Kinetica UDF Python API
This document describes how to use the Kinetica UDF Python API.
The source code for this project can be found at https://github.com/kineticadb/kinetica-udf-api-python
UDF Reference Documentation
For information about UDFs in Kinetica, please see the User-Defined Functions section of the Kinetica documentation (https://www.kinetica.com/docs/concepts/udf.html).
Installing the Kinetica UDF APIs for Python
Note that the UDF API must be installed on all of the machines in the Kinetica cluster if running UDFs in distributed mode, as each rank will run procs locally.

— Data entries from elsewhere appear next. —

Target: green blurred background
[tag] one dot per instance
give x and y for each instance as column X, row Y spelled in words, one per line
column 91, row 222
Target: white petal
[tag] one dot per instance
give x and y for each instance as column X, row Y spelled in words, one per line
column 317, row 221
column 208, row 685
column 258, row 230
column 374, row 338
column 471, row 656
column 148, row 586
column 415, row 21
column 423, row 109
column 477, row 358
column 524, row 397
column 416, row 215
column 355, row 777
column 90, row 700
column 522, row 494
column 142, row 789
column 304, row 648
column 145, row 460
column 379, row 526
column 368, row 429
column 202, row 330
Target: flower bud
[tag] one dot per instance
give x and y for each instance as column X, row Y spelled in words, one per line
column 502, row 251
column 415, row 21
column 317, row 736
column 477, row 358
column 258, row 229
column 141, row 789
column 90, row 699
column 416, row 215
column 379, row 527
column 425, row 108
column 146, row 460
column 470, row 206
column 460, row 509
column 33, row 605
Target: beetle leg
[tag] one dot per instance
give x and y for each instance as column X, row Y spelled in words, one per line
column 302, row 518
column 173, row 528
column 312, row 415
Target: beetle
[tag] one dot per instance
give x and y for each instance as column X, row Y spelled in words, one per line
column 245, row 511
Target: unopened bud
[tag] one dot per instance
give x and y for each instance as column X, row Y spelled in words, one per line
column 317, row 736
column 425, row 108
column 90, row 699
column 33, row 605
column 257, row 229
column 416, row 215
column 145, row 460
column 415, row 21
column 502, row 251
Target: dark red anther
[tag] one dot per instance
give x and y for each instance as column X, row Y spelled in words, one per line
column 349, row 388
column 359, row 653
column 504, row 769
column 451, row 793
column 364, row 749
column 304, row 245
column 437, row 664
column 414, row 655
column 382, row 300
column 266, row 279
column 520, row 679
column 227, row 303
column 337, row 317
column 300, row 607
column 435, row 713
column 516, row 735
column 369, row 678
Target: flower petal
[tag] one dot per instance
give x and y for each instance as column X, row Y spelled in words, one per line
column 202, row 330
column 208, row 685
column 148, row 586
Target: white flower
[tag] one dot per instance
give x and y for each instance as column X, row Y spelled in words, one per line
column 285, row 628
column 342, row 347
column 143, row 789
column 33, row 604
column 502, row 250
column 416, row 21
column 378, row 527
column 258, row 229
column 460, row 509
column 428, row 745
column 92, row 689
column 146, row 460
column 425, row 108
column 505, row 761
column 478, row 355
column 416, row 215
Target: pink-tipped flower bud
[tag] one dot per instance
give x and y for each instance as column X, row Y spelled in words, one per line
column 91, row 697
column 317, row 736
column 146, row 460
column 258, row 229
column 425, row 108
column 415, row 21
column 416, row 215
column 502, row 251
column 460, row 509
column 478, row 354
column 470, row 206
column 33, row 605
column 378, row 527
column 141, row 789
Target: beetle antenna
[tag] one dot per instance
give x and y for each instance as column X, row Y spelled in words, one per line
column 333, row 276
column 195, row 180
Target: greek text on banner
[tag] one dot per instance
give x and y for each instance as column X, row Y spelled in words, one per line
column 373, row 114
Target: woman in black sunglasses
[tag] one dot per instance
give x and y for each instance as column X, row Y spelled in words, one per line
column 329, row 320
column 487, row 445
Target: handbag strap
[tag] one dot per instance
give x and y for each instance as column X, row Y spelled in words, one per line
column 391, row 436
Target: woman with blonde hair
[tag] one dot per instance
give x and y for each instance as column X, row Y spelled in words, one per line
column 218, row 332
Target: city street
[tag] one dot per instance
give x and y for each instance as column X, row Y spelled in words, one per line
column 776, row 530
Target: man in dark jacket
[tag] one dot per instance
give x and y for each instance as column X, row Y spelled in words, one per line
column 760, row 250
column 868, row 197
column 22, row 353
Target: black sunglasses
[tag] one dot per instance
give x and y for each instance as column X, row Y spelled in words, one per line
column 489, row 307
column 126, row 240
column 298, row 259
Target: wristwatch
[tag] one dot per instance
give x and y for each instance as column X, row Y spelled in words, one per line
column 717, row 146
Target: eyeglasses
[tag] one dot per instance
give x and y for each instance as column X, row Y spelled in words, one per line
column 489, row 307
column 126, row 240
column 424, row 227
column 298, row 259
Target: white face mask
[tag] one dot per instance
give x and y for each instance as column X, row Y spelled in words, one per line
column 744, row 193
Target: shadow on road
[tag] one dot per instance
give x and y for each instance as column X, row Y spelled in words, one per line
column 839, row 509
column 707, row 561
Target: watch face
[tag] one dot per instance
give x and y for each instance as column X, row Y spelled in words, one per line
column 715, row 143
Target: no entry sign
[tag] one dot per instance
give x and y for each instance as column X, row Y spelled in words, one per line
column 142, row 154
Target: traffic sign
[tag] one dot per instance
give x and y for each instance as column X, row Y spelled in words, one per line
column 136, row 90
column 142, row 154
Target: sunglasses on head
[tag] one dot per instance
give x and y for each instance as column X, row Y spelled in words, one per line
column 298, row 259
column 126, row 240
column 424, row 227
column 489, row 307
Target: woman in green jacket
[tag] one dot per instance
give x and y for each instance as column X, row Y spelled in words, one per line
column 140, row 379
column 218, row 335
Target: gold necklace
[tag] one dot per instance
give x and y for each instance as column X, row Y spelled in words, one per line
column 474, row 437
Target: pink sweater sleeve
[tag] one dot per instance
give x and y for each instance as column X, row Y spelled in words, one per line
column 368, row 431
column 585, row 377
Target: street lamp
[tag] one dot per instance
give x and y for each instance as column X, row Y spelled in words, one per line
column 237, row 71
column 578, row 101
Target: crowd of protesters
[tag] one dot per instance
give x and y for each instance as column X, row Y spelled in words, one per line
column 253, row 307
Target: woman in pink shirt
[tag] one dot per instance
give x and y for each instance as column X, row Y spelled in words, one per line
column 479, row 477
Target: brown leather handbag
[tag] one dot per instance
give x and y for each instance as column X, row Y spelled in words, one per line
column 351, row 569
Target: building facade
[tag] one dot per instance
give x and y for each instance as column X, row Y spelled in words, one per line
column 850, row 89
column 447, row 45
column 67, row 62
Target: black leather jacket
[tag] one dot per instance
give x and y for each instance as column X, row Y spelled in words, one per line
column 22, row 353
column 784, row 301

Installing Python Modules with gpudb_pip.sh
Kinetica provides pip preinstalled in our python environment and also a "gpudb_pip.sh" script which will automate running pip on all machines in the Kinetica cluster. It should be run as the gpudb user on the head node of the cluster and will ensure that any dependent modules are available on all machines. This method is preferred if you have internet connectivity and the module is available on PyPI. The following example demonstrates installing the "simplejson" module:
/opt/gpudb/udf/api/python/gpudb-pip.sh install simplejson
Installing Python Modules Using easy_install
If you cannot use pip (because the package is not available on PyPI, or there is no internet connectivity, then you can use easy_install instead. In this instance, you can place the whell or tgz file into the /opt/gpudb/thirdparty folder on the head node and use the /opt/gpudb/core/bin/gpudb_hosts_rsync_to.sh command to copy just the one file to all hosts. Then use the /opt/gpudb/core/bin/gpudb_hosts_ssh_execute.sh command combined with the /opt/gpudb/core/bin/gpudb_env.sh command to install the module.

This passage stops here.